Genellikle “Küba paradoksu” (5), hatta “Küba mucizesi” (6, 7) denen şeyin sırrı nedir? Bu “mucizeyi” anlama çabasıyla, geçtiğimiz iki yıldır Küba’ya seyahat ediyorum, ülkenin büyüleyici tarihi üzerine çalışıyorum, Küba sağlık hizmetlerini araştırıyorum ve San Fransisko’da Kaliforniya Üniversitesi’nde uluslararası sağlık bakımı sistemleri üzerine bir mezuniyet sonrası seminerinde Küba sağlık sistemini anlatıyorum. Ülkemiz daha yakınlarda, 31 milyon bireyi sigortasız bırakacak (8) ve sayısız insanı yüksek tenzil muafiyetleri ve katkı payları olan iskelet “dar ağ” sağlık sigortası poliçelerinin insafına terk edecek olan, keskin bir kavgayla çıkan bir sağlık reformu yasasını yürürlüğe koydu. Ancak hala kişi başına sağlık bakımı harcamasında dünya lideriyiz (9). ABD’den ciddi ölçüde az kaynakları olan Küba gibi ülkelerin başarıları üzerine düşünmenin önemli olduğu sonucuna vardım. Küba’nın stratejilerinden ve sağlık adaleti vizyonundan öğreneceğimiz şeyler var. Bu amaçla Küba’da, Havana Tıp Üniversitesi’nde bir hekim ve Epidemiyoloji ve Antropoloji profesörü olan Dr. Enrique Beldarrain Chaple ile görüştüm.

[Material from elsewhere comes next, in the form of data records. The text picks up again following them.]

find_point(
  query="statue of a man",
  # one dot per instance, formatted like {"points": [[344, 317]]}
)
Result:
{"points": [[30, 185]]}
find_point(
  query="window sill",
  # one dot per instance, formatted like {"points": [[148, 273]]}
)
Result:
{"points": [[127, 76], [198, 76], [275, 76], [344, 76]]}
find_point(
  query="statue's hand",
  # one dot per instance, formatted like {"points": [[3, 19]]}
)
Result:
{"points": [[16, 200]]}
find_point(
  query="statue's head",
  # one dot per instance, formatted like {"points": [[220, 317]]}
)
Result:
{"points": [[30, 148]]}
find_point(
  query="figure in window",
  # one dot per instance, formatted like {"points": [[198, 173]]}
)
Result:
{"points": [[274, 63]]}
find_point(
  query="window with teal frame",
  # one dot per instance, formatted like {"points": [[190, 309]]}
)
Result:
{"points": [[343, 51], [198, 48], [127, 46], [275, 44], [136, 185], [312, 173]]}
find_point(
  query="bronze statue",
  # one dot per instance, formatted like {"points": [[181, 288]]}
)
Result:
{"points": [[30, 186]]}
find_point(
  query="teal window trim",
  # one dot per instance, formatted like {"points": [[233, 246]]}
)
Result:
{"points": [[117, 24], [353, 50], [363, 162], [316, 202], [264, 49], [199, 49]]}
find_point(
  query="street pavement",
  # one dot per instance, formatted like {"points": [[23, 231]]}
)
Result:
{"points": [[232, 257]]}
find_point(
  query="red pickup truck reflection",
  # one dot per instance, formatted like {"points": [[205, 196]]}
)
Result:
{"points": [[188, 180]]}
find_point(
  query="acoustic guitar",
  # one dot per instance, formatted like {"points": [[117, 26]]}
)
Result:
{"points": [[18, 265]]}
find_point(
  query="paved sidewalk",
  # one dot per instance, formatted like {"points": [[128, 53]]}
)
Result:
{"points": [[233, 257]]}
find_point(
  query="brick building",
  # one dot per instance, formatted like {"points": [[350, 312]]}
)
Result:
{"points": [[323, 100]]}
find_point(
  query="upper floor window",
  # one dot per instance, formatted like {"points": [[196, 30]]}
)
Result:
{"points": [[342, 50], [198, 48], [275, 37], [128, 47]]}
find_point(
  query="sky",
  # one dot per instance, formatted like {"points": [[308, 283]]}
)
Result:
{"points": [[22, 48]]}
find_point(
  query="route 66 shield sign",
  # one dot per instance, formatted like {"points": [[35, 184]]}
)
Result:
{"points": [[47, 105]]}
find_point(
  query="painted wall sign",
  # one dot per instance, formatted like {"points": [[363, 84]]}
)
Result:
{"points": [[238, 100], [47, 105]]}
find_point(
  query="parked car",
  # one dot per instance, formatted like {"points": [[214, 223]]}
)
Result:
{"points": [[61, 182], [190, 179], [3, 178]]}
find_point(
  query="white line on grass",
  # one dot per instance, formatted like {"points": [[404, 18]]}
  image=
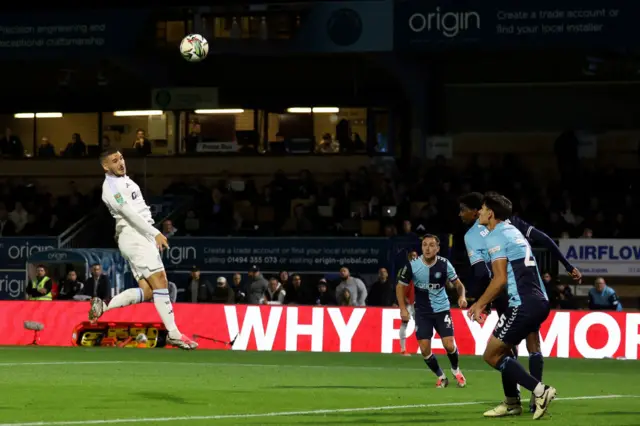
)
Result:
{"points": [[284, 366], [286, 413]]}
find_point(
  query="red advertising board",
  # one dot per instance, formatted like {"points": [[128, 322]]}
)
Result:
{"points": [[565, 334]]}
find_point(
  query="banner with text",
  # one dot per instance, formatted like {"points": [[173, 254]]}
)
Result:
{"points": [[420, 25], [575, 334], [15, 251], [12, 284], [603, 257], [70, 33], [277, 254]]}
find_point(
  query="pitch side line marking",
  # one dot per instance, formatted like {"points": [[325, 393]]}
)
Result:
{"points": [[250, 365], [286, 413]]}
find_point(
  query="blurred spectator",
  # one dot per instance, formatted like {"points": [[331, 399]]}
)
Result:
{"points": [[19, 216], [33, 226], [240, 288], [274, 294], [168, 230], [11, 145], [297, 293], [383, 291], [223, 293], [198, 289], [70, 287], [142, 144], [355, 287], [257, 286], [39, 288], [324, 296], [284, 278], [7, 227], [97, 285], [76, 148], [345, 299], [46, 149], [603, 297], [299, 223]]}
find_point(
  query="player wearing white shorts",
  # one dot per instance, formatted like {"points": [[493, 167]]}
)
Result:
{"points": [[141, 244]]}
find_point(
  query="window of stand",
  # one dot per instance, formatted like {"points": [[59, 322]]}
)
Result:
{"points": [[322, 129]]}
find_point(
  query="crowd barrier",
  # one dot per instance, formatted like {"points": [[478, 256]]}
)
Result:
{"points": [[565, 334]]}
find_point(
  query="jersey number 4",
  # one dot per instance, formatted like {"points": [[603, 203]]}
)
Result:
{"points": [[529, 260]]}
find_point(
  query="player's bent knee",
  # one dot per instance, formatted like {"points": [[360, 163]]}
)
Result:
{"points": [[533, 343], [158, 280], [449, 344], [425, 347]]}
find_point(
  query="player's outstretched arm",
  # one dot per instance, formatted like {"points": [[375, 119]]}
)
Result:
{"points": [[462, 294], [537, 236], [404, 277]]}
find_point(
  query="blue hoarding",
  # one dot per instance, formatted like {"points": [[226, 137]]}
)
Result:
{"points": [[15, 251], [503, 23], [52, 34], [366, 255]]}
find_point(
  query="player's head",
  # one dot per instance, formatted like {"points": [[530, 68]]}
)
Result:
{"points": [[41, 271], [495, 208], [430, 246], [600, 284], [344, 273], [470, 205], [113, 162]]}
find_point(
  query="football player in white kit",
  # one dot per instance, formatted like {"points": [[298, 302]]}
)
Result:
{"points": [[141, 244]]}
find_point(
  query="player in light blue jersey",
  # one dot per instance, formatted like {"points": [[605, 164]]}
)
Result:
{"points": [[513, 266], [470, 205], [429, 274]]}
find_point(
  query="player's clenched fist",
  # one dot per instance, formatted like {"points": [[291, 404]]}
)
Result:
{"points": [[161, 242], [404, 314]]}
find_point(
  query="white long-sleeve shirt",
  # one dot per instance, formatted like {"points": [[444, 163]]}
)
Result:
{"points": [[127, 206]]}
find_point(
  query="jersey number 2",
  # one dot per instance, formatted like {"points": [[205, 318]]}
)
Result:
{"points": [[529, 260]]}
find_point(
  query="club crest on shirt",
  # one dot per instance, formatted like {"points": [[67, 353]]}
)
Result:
{"points": [[119, 198]]}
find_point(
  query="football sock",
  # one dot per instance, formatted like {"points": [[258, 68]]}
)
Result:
{"points": [[453, 359], [517, 373], [165, 310], [536, 363], [432, 363], [403, 336], [510, 387], [128, 297]]}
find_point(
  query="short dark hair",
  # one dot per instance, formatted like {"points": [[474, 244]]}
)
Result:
{"points": [[500, 205], [107, 152], [435, 237], [472, 200]]}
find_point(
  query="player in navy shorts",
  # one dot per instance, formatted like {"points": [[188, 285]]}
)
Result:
{"points": [[514, 267], [430, 274], [474, 239]]}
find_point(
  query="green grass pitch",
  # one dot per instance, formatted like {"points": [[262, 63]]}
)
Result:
{"points": [[79, 386]]}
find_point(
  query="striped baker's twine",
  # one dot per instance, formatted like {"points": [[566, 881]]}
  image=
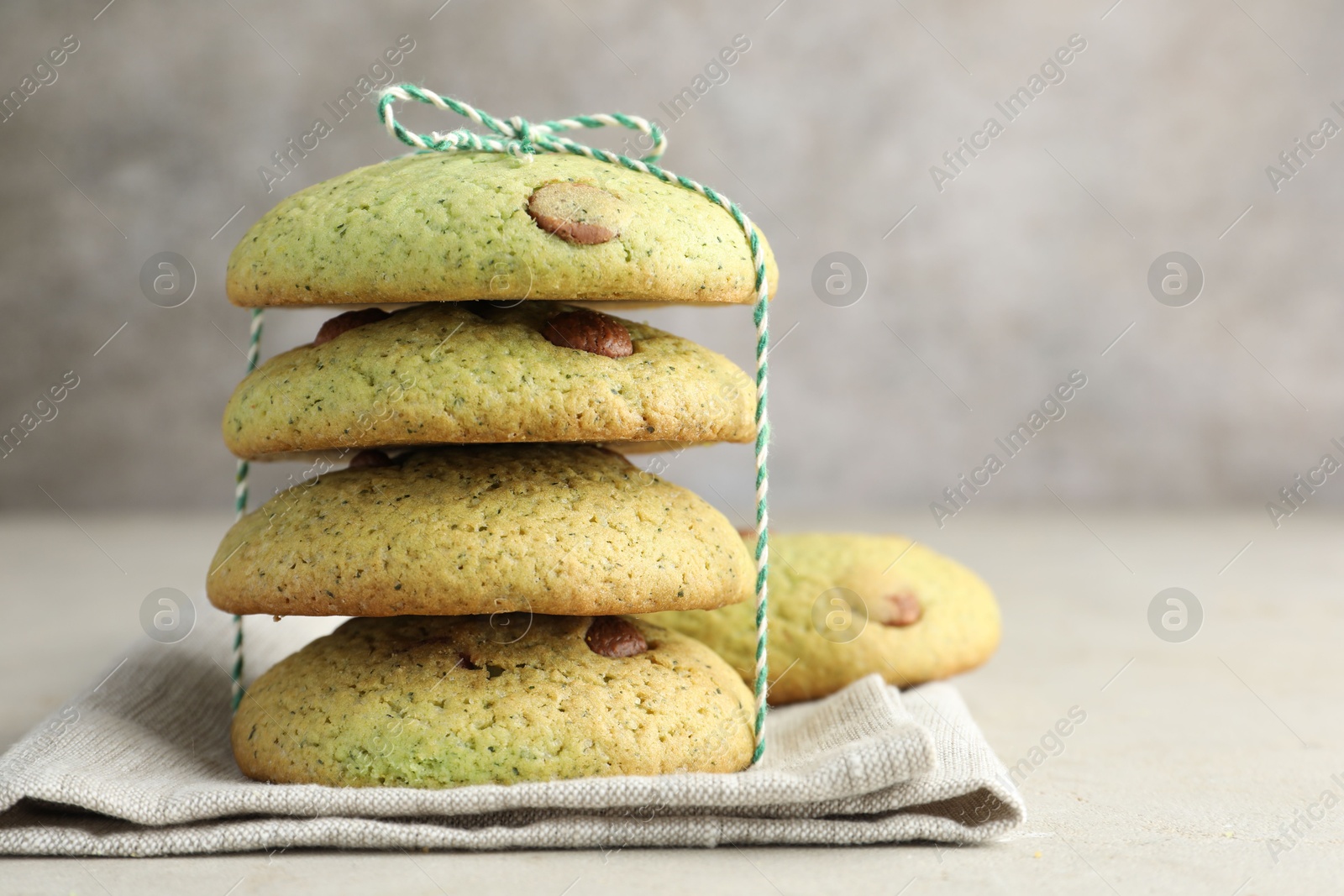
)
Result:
{"points": [[523, 139], [235, 671]]}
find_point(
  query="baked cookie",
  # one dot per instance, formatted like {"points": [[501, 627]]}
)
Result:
{"points": [[844, 606], [461, 226], [443, 701], [457, 372], [546, 528]]}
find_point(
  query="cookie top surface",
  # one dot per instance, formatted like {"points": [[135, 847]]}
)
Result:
{"points": [[542, 528], [434, 701], [465, 226], [470, 372], [844, 606]]}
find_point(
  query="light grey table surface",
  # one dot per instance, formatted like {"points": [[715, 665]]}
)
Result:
{"points": [[1193, 761]]}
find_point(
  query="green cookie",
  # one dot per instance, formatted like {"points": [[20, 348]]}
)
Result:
{"points": [[543, 528], [470, 372], [846, 606], [434, 701], [463, 226]]}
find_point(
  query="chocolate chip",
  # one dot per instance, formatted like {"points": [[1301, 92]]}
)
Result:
{"points": [[577, 212], [349, 322], [369, 458], [589, 332], [615, 637], [900, 609]]}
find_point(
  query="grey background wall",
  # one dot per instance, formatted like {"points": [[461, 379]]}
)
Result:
{"points": [[985, 288]]}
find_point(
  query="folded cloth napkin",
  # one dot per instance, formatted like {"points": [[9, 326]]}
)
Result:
{"points": [[140, 766]]}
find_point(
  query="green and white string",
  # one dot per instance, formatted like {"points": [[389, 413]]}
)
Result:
{"points": [[523, 139], [235, 669]]}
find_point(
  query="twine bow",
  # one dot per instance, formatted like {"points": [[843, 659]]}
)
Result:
{"points": [[523, 140], [517, 136]]}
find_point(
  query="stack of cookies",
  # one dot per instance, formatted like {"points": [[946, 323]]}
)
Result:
{"points": [[479, 517]]}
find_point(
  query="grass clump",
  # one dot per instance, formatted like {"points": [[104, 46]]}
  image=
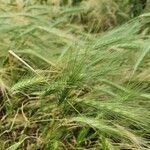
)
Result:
{"points": [[66, 84]]}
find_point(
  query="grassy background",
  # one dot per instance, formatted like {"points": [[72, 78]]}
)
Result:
{"points": [[74, 75]]}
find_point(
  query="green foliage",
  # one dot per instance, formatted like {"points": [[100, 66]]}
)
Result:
{"points": [[68, 84]]}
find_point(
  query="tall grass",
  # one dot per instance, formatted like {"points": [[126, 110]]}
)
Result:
{"points": [[63, 89]]}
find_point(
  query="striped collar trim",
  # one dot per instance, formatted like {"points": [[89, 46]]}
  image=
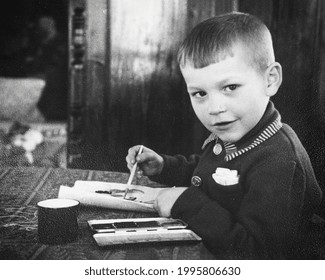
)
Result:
{"points": [[231, 149]]}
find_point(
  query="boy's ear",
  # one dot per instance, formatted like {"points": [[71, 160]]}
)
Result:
{"points": [[273, 78]]}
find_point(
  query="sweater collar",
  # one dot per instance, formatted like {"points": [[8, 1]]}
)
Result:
{"points": [[269, 125]]}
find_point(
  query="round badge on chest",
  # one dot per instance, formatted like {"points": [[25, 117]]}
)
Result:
{"points": [[196, 181], [217, 149]]}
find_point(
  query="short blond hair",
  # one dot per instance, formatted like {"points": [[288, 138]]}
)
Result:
{"points": [[211, 41]]}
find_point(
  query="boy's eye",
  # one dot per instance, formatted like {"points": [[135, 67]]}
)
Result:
{"points": [[231, 88], [199, 94]]}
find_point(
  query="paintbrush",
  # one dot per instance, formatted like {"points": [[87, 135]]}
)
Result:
{"points": [[134, 168]]}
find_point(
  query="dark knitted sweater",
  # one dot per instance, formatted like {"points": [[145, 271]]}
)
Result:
{"points": [[267, 214]]}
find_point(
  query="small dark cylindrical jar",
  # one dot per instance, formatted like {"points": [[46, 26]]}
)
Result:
{"points": [[58, 221]]}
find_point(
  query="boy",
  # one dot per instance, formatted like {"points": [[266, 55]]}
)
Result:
{"points": [[252, 192]]}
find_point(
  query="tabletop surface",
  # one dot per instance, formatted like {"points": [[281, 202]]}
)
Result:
{"points": [[22, 188]]}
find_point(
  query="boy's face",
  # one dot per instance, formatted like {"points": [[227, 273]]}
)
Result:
{"points": [[230, 96]]}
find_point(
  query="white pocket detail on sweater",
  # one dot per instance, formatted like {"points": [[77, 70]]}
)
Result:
{"points": [[225, 176]]}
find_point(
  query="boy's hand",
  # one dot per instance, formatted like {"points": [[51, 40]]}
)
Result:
{"points": [[166, 199], [149, 162]]}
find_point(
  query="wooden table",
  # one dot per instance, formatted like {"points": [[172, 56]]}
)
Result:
{"points": [[20, 190]]}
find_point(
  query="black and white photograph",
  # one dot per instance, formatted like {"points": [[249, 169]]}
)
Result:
{"points": [[163, 130]]}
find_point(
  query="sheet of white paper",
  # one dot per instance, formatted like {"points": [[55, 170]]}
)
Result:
{"points": [[85, 193]]}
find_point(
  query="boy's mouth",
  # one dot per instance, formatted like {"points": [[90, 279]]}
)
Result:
{"points": [[223, 124]]}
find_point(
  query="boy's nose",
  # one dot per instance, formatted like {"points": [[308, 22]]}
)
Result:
{"points": [[217, 105]]}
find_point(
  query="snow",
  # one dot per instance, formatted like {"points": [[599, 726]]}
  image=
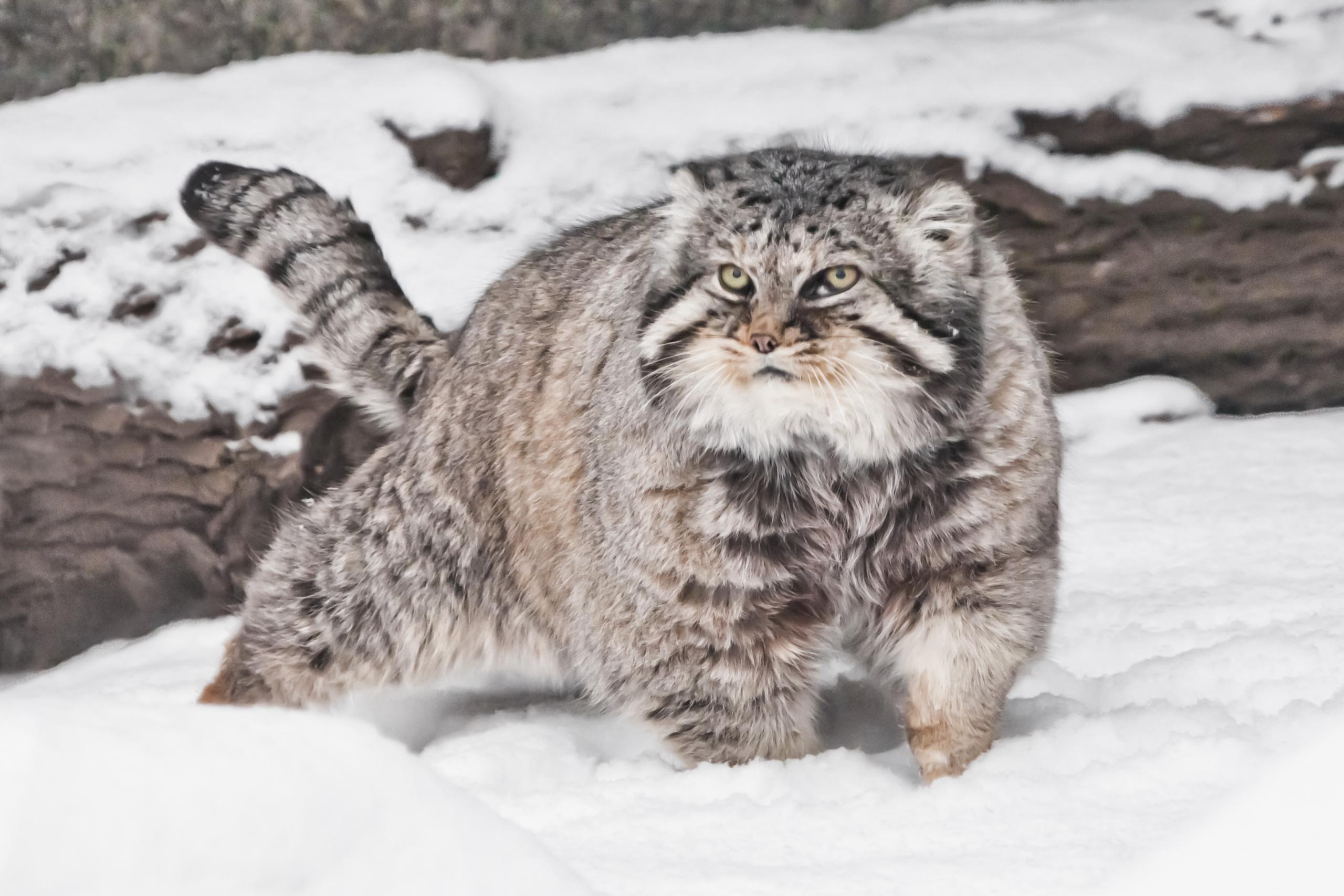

Social Medicine (SM): Dr. Beldarrain Chaple, Social Medicine ile görüşmek için zaman ayırmanıza teşekkür ederiz. Dergimizin okurlarının çoğu tıp öğrencileri, asistan veya öğretim görevlisi veya mesleklerinin ilk yıllarında olan hekimler. Bu nedenle bilim insanlarının Küba’nın sağlığa yaklaşımını bir “mucize” olarak adlandırmalarına yol açan şeyin ne olduğuna ilişkin görüşünüzü sorarak başlamak istiyoruz. Lütfen Küba sağlık hizmetlerinin temel yapısının ana hatlarını ortaya koyarken, Kübalıların bir hekime görünmek için ne yapmaya gereksinim duyduklarına, ne kadar ödemek zorunda olduklarına, hekimlerini nasıl seçtiklerine ve kendi sağlıklarına bakma gereksinimleriyle, iş veya çocuk bakımı gibi bunu aksatabilecek diğer gereksinimleri ve sorumlulukları nasıl bir arada yürüttüklerine bazı örnekler verir misiniz.

Dr. Enrique Beldarrain Chaple (EBC): Claudia, lütfen bu görüşmeyi yapmak üzere bana ulaştığınız için size teşekkür ederek başlamama izin verin. Aynı zamanda, Küba sağlık sisteminin başardığı sonuçların bir mucize olduğuna katılmadığımı söylememe müsaade edin. Bunlar, Devrimin utkusundan sonra sağlık hizmetlerinin iyileştirilmesi gerektiğine karar verildiğinde, elli yıldan fazla bir süredir yürürlüğe konan açık bir strateji ve bir dizi eylemin sonucudur. Bu karar bir paradigma değişimine yol açmıştır. Esas olarak hastalara bakan bir sistem, hedefi hastalıkları önlemek ve sağlığı teşvik etmek olan ve böylece sağlıklı bir toplumun korunmasına, sağlık okur-yazarlığına yatırıma ve sağlıklı yaşam tarzlarının teşvikine imtiyaz sağlayan bir sisteme dönüştürüldü.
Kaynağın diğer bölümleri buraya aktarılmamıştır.